Wasn't this, some of us wondered, what the American negotiator Richard Holbrooke thought he had agreed with President Slobodan Milosevic last October? But there were a few changes to the plan. Those who had bombed Serbia could not be part of such a "presence" - Mr Draskovic insisted it could not be a military force - and a peace would have to be based on a suggestion by President Bill Clinton which, he claimed, ensured Serbia's control over the province.

General Wesley Clark, on the other hand - and Mr Draskovic singled out the Nato commander as a man of deceit - had talked of how America would "train" the Kosovo Liberation Army.

This was in total violation of the Rambouillet accords which - and here, again, this was his claim - did not once mention the word "Serbia". But with Mr Draskovic's proposal accepted, Serbia could sign a Kosovo peace agreement in - and here he paused for a long moment - "a day".

If peace in a day was on Mr Draskovic's mind, the Yugoslav Information Minister, Milan Komnenic, had war very much on his.

Forty "facilities and installations" had been bombed on Thursday night and Friday morning, he told a press conference in Belgrade - military installations, telecommunication centres, command posts, air defence facilities and airports; pretty much what Nato itself was claiming to have bombed.
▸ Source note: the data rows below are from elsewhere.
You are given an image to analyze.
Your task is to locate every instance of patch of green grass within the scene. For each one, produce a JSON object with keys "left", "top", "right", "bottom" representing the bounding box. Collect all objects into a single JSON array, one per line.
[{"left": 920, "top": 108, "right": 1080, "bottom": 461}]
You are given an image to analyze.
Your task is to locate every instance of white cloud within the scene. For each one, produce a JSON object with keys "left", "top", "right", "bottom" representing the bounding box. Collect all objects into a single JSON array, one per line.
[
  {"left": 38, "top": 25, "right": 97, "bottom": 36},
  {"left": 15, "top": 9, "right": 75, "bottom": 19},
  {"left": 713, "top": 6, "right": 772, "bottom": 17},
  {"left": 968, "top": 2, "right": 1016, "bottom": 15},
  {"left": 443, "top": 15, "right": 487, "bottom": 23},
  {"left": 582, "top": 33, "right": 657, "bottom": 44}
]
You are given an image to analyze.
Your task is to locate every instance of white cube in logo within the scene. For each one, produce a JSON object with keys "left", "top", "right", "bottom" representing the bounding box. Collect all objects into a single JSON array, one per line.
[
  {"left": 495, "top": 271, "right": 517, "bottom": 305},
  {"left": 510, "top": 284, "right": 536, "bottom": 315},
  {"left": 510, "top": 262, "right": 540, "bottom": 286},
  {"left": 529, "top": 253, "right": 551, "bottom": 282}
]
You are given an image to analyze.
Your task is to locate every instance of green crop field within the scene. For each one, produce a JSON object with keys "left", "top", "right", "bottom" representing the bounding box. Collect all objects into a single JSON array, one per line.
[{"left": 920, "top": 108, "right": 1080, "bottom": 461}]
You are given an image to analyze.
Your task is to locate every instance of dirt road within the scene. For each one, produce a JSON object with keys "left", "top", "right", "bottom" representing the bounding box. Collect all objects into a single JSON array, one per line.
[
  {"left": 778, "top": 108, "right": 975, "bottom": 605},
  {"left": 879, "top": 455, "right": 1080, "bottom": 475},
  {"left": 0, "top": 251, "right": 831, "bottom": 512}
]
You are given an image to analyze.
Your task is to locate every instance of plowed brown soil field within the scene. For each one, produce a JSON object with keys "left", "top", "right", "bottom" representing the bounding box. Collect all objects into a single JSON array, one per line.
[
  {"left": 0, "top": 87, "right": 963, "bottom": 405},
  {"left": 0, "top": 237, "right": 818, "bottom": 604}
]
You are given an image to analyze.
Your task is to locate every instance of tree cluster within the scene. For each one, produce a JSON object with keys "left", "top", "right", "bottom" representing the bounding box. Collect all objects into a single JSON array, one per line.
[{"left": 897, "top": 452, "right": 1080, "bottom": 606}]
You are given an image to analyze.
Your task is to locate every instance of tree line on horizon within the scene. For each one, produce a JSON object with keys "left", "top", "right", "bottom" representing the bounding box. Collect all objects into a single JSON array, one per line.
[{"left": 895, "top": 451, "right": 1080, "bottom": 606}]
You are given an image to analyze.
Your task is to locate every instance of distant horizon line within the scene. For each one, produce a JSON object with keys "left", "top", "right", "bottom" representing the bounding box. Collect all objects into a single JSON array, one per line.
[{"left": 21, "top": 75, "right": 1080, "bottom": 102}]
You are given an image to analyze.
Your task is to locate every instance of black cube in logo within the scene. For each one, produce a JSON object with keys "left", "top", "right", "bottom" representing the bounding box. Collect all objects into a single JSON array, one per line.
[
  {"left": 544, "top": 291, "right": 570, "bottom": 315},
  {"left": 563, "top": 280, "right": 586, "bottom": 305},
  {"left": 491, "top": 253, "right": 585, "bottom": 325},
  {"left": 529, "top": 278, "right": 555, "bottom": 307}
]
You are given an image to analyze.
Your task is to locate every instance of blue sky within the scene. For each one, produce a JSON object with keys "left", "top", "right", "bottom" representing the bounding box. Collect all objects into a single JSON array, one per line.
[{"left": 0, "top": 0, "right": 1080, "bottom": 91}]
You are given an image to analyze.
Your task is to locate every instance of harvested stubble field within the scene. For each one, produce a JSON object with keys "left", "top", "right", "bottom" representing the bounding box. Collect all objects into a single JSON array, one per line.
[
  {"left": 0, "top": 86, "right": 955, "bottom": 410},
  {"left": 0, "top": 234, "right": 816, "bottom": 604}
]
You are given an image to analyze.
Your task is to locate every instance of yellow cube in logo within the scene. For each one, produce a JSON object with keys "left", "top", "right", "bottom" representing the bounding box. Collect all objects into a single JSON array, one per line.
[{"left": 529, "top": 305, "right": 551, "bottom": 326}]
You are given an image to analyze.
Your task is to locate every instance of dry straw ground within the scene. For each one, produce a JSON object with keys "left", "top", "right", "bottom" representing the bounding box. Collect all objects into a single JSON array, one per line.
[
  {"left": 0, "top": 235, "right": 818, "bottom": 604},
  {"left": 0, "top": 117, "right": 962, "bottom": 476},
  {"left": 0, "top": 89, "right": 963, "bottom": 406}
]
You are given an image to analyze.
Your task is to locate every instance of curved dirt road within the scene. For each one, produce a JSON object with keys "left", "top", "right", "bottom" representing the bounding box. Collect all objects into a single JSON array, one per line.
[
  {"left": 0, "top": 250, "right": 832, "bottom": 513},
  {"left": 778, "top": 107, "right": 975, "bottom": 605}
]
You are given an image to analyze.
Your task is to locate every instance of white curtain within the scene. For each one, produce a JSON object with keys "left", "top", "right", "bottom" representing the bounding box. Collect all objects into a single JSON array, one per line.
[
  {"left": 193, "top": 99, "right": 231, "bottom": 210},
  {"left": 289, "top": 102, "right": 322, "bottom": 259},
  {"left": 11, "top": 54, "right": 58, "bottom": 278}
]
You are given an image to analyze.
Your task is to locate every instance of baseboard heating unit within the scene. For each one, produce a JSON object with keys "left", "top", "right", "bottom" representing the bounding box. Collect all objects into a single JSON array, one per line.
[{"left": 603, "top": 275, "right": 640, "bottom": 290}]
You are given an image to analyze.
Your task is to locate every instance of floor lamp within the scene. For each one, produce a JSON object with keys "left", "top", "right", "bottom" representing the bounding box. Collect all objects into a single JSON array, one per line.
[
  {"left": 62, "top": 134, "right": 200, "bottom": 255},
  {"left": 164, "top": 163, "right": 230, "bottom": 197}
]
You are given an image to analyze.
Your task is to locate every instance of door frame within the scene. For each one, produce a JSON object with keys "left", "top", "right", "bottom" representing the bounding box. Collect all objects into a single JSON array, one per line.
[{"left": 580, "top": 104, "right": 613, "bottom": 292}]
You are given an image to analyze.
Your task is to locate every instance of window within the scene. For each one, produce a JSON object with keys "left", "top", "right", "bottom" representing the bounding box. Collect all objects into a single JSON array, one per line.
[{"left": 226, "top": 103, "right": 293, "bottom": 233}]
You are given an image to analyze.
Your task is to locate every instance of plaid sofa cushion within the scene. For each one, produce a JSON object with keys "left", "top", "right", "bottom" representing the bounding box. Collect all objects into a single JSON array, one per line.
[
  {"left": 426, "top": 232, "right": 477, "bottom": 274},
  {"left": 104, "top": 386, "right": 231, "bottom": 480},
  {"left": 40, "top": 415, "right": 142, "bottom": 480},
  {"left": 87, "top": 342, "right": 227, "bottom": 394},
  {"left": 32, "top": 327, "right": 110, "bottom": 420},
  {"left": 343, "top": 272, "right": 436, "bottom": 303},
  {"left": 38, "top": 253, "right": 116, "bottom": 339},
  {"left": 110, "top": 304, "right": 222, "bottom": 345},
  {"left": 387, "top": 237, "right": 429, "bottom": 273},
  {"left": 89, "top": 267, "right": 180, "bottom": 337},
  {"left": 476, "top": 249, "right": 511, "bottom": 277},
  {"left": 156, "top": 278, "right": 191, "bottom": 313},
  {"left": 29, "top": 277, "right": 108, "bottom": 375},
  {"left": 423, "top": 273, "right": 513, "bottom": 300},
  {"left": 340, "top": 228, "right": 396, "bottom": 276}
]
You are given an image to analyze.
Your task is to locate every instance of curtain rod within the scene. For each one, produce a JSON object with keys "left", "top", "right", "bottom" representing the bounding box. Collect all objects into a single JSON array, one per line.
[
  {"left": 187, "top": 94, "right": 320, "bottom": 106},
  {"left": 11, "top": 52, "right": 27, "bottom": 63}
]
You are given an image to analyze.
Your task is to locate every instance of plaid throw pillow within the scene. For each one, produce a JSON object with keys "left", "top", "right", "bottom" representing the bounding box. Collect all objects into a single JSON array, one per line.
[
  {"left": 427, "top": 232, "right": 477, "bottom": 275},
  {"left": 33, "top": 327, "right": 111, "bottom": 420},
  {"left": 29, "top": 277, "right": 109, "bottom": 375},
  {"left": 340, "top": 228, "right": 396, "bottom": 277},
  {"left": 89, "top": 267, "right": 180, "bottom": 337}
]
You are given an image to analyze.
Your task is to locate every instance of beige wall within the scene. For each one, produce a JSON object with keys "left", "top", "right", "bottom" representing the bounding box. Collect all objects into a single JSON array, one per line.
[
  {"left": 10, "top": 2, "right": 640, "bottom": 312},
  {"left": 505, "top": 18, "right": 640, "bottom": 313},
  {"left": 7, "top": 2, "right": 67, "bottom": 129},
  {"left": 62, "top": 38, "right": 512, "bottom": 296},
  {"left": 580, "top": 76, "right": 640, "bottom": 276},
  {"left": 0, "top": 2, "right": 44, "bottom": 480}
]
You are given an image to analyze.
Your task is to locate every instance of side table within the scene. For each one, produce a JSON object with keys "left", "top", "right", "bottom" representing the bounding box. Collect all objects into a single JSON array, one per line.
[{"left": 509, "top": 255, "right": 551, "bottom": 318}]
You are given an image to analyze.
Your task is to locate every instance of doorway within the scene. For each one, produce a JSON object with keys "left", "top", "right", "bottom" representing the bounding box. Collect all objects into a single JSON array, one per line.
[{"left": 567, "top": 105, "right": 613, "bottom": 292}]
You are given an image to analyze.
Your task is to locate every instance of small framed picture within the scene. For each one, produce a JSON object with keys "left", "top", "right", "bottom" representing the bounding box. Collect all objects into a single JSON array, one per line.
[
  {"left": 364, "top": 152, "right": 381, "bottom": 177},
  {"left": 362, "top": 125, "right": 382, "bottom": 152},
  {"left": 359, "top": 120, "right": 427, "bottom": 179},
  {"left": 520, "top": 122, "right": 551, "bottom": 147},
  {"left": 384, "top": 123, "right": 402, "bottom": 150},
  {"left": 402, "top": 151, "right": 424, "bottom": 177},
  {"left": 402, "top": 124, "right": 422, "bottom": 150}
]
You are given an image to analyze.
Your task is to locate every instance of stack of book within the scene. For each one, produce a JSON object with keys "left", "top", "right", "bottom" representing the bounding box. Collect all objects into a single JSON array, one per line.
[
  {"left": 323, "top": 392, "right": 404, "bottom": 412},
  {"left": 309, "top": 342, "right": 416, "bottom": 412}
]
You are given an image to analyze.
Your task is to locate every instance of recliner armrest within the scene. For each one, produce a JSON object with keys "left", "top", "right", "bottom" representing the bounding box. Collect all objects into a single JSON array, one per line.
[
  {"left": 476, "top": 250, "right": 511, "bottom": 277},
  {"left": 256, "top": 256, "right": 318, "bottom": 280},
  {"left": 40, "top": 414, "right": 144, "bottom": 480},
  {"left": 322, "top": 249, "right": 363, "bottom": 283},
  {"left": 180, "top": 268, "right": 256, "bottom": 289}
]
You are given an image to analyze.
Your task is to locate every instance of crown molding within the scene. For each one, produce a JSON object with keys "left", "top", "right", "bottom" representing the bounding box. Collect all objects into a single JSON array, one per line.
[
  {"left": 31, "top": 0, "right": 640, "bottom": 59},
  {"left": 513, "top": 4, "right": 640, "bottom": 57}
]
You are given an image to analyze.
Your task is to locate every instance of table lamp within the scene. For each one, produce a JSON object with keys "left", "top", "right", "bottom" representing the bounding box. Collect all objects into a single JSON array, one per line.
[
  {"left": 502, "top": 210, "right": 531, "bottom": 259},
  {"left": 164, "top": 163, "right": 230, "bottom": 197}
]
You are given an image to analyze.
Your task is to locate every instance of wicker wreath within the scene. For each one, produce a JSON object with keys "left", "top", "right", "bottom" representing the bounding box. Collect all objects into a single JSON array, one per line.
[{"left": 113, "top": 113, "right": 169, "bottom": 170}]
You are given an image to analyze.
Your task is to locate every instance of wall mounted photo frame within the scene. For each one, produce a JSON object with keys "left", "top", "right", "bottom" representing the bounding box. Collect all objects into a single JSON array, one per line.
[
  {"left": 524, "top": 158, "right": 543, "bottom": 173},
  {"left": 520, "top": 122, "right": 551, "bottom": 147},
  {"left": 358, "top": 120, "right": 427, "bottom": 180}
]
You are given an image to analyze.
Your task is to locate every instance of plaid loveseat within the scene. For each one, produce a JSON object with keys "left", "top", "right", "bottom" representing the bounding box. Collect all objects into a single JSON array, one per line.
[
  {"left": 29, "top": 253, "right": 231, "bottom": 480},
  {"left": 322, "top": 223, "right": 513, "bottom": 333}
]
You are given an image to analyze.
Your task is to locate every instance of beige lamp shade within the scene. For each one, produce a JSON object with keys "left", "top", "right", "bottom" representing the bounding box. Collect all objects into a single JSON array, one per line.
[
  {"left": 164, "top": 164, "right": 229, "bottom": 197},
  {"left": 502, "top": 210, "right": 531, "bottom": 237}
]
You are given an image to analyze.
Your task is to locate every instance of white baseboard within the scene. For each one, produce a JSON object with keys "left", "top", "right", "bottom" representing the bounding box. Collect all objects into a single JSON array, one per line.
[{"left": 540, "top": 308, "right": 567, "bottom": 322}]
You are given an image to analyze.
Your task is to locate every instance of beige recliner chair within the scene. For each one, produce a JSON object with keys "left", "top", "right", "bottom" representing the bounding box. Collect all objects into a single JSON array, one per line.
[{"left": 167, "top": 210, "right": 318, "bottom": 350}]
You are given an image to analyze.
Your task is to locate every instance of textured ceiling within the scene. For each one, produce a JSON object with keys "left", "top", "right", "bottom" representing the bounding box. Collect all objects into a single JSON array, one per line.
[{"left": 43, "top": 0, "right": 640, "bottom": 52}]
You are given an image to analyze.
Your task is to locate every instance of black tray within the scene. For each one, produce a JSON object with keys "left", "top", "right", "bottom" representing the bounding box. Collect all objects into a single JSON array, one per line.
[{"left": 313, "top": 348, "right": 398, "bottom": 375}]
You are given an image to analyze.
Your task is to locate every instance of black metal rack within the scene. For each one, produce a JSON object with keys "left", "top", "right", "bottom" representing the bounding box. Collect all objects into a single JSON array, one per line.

Yugoslav air defences had "inflicted major damage to the aggressor" - which Nato would not have agreed with - and "the troops defended their Fatherland honourably and with true courage".

This latter statement was in line with the massive oil painting on the wall to the right of Messrs Draskovic and Komnenic depicting a group of unarmed Serb communists being shot and bayoneted to death by royalist officers after the First World War. The Serb as proud victim; the theme seemed somehow fitting when modern-day Serbia was being presented as a nation that had never - ever - provoked a war with the West, the Muslims of Bosnia or the Kosovo Albanians.

Both men went out of their way to present an altogether softer image of Serbia. Journalists were welcomed profusely to their press conference - the few foreign reporters had priority at question time - and Mr Komnenic promised to obtain details of civilian casualties the moment they were provided by the Yugoslav military authorities.

In fact, Belgrade residents are well aware of the bombings. And several television stations have given details. On the first night of Nato's attacks, for example, Belgrade inhabitants saw fires burning in the Fourth of July military compound at Vozdovac and at the Utva military aircraft factory at Pancevo on the Danube. Radio stations also reported an attack on the Zarkovo Military Technical Institute that wounded several civilians. Several Belgrade residents have spoken of hearing the "humming" of planes - they were almost certainly hearing cruise missiles.

The Ministry of Commerce in Belgrade has, meanwhile, issued strict orders to prevent price increases or money speculation. But cooking oil, sugar and milk are in short supply in some shops and a litre of diesel fuel is now selling for five German marks. It cost less than one German mark scarcely 48 hours ago. Yet the Yugoslav dinir remains steady at nine to the deutschemark; oddly, it has gained in strength in the past two days.